赵佑泽想了想,认真地颔首说:“我觉得阿姐会需要的。”
赵佑泽小心翼翼地扭开精巧的锁头,从里头抽出一张轻飘飘的纸来。
先前,嘉善见他抱着盒子的姿势轻松,多少也猜到了里头不是重物,可没想到真只会是一张纸。
嘉善奇道:“是什么?”
赵佑泽的双唇动了动,吐字清晰地说:“有父皇为阿姐添妆,我觉得阿姐是不缺身外之物的。”
“这是我特地找徐先生,在京城城南的庙里求的方子。”赵佑泽的眉眼柔和,慢条斯理地道,“听说生子很有用。”
饶是嘉善已经嫁过一次人了,也禁不住脸上一热。她微瞪着赵佑泽,伸出一指轻轻去戳了戳他的额尖:“你这小鬼,从哪儿学得这样促狭?元康才多大。”
赵佑泽只是笑着揉了揉被嘉善戳到的地方,他勾起唇角道:“阿姐误会我了,这可不叫促狭。”
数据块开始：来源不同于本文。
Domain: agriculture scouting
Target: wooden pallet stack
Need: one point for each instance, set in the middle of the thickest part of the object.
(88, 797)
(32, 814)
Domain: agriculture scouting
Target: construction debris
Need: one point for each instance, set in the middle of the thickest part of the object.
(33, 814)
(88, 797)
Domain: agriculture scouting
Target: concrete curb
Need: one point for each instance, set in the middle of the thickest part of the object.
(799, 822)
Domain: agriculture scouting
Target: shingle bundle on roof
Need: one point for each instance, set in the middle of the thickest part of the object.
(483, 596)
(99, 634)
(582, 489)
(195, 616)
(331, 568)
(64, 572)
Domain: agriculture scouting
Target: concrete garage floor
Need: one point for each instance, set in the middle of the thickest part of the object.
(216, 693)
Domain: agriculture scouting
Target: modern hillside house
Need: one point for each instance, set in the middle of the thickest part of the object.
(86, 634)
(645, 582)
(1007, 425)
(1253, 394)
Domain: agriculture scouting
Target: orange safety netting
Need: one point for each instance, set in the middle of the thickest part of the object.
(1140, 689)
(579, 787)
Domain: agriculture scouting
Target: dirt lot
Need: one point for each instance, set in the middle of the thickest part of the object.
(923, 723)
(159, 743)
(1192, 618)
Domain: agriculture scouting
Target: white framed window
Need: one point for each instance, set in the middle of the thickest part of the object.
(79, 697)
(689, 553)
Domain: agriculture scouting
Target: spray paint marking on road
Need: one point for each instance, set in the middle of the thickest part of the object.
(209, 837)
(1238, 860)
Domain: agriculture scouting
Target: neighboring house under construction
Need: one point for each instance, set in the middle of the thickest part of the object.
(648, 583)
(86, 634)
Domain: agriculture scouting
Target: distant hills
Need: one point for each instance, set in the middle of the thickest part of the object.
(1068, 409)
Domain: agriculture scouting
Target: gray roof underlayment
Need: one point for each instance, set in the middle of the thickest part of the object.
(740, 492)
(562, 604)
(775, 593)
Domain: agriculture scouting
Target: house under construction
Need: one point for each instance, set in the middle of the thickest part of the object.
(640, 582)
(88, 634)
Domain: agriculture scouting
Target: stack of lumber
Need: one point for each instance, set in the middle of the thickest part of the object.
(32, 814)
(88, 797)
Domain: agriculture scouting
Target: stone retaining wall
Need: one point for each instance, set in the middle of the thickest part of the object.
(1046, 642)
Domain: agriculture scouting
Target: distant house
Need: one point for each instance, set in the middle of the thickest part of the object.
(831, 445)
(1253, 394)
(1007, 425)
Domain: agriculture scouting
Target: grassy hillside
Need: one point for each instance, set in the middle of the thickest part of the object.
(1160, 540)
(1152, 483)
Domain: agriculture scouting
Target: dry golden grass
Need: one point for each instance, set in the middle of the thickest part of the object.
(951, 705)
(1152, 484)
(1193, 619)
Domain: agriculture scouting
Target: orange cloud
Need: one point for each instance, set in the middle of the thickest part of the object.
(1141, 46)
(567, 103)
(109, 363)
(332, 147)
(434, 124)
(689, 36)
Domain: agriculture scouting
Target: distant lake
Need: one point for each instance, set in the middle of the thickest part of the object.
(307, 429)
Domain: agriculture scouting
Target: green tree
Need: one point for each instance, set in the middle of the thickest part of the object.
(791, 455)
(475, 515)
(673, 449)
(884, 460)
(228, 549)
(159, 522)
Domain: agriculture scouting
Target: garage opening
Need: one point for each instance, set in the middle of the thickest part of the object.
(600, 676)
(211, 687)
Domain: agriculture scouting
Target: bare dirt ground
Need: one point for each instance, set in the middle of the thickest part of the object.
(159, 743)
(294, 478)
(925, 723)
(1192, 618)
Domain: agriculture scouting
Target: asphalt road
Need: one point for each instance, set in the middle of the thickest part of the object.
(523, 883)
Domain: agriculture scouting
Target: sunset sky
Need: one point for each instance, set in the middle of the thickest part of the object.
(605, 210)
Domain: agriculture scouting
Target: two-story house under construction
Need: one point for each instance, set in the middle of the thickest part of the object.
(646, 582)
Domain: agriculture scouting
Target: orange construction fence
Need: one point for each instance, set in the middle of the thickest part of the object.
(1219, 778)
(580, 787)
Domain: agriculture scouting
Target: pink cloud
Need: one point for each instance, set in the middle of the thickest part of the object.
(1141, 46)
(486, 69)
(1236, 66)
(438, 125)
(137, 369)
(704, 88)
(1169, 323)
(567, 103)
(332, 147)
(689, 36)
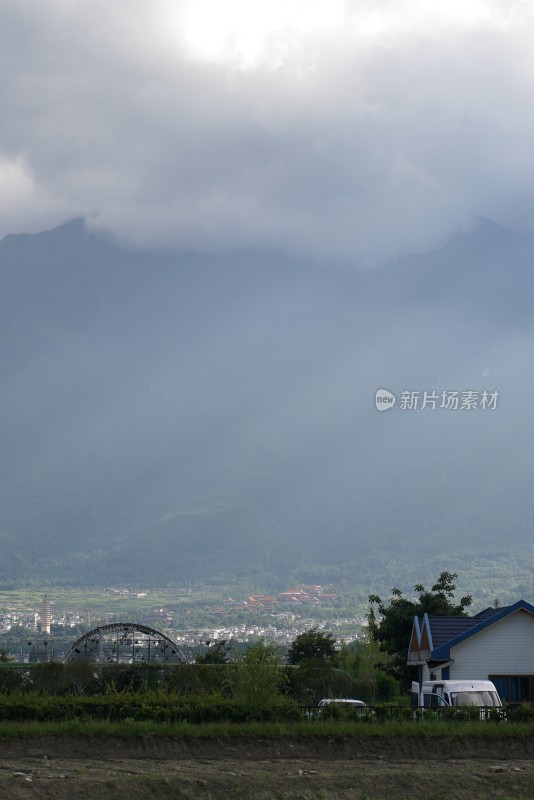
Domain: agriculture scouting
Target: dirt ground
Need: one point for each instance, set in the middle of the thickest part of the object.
(265, 769)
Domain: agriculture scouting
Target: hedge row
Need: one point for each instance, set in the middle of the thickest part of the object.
(117, 708)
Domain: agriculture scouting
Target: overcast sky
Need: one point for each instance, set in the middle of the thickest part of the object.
(334, 128)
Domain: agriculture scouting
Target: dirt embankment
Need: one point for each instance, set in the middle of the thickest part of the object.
(267, 769)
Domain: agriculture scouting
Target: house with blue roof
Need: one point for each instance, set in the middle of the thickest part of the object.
(497, 645)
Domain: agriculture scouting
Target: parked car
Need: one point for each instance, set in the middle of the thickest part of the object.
(340, 706)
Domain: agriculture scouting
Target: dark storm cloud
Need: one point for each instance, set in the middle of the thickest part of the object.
(372, 135)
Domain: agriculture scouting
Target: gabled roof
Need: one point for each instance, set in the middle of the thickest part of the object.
(442, 633)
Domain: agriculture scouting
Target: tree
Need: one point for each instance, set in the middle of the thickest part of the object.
(257, 679)
(312, 644)
(393, 627)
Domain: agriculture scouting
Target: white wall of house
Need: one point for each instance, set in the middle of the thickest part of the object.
(504, 648)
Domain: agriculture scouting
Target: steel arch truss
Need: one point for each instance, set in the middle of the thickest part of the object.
(126, 642)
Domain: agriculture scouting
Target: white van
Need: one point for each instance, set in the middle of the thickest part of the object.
(442, 694)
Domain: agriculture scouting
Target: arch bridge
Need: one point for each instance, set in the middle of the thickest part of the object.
(126, 643)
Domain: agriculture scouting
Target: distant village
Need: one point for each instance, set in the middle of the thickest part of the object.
(278, 618)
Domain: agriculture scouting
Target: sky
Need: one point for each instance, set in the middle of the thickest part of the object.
(339, 130)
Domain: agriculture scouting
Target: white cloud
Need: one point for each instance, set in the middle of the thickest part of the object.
(341, 129)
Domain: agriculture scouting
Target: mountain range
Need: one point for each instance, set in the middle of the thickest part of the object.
(172, 416)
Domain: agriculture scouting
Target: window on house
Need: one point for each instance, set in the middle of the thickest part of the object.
(514, 688)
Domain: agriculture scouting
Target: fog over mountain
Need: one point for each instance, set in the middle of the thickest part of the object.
(169, 417)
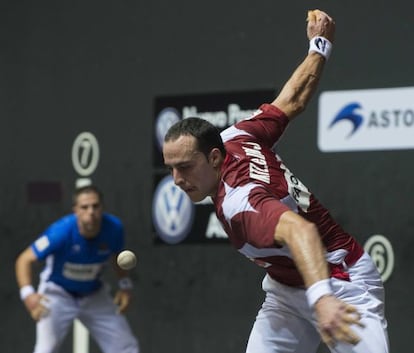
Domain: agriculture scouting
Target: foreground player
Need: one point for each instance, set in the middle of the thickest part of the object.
(319, 279)
(76, 248)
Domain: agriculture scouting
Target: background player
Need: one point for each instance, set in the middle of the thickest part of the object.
(318, 277)
(76, 249)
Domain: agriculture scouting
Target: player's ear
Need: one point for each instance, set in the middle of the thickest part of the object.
(214, 157)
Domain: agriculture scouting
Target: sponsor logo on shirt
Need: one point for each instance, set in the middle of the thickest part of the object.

“父皇一向疼爱阿姐,姐夫虽然未来可期,但并不能继承爵位。如果阿姐能够一举得男,父皇必然会找个由头给阿姐的孩子赐爵。”赵佑泽头头是道地说,“如此,既能全了安国公府的面子,也能保阿姐一世周全。”
“所以,我祝阿姐早生贵子,”赵佑泽咧着嘴说,“即便日后姐夫变了心,阿姐有孩子、有爵位傍身,也没必要去怕谁。”
想了想,赵佑泽似乎觉得在这时候说“变心”太不吉利,便又挠着头补充一句:“嗯……请天皇老爷恕元康童言无忌,我只是说即便。”
好的赖的都被赵佑泽一人说了个全。
嘉善不由一笑,她接过那张纸,重新放回红木盒子里,贴心地将其锁好,交由素玉去仔细保管了。
嘉善拿过桃花几上的烛火,小心翼翼地在赵佑泽眼前晃了晃。
赵佑泽的脸,在摇摇烛火下清瘦而俊秀,他揉着眼睛问:“怎么了,阿姐?”
“现在能看到火苗了吗?”嘉善眨也不眨地端详着他,她轻声地问。
赵佑泽默了很久,回说:“能看到有东西在跳动,只是看不出具体形状。”
嘉善浅浅而笑,她的容颜娇嫩而俏丽:“比之前的情况更好些了。”
“阿姐出宫以后,元康要好好照护自己,”哪怕知道了弟弟其实很聪明,嘉善还是捏着他的手,不放心地叮嘱说,“受了委屈别往肚子里咽,知道吗?”
停顿片刻后,嘉善又细细补充道:“若是眼睛出现什么异状,马上告诉静妃娘娘和父皇,不要藏着掖着。”
“我知道。”赵佑泽被嘉善单手搂着。他伸开双臂,学着静妃或者舅母抱他的样子,小心地环绕住了嘉善的背。
赵佑泽说:“阿姐也一样,不要委屈自己。”
“我是嫡皇子,”赵佑泽微抬起脸,他轻声说,“明日我送阿姐出嫁。以后,我还会给阿姐撑腰。”
“好。”嘉善抿嘴一笑,一阵暖流从她心底缓缓流淌出来,她的眼眸灿若星石,“阿姐会等着这天。”
赵佑泽踮起脚,像个小大人儿一样,轻轻搂了搂嘉善的脖子。
二月初八,这一日,天亮地似乎比哪一天都要快,也好像比任何一个黑夜还要漫长。
嘉善在寅时初就被人唤了起来,一起身,又被好几个嬷嬷婆子按在梨花镜前描眉梳妆。她是章和帝膝下第一个出嫁的公主,这回,几乎是所有王亲贵族都到了宫里,给她做足了场面。
安国公府上也将早早准备好的“九九礼”抬到了午门恭纳。
钦天监合出来的吉时是戌时二刻,本来不急。只是作为公主,嘉善还要去保和殿拜别章和帝。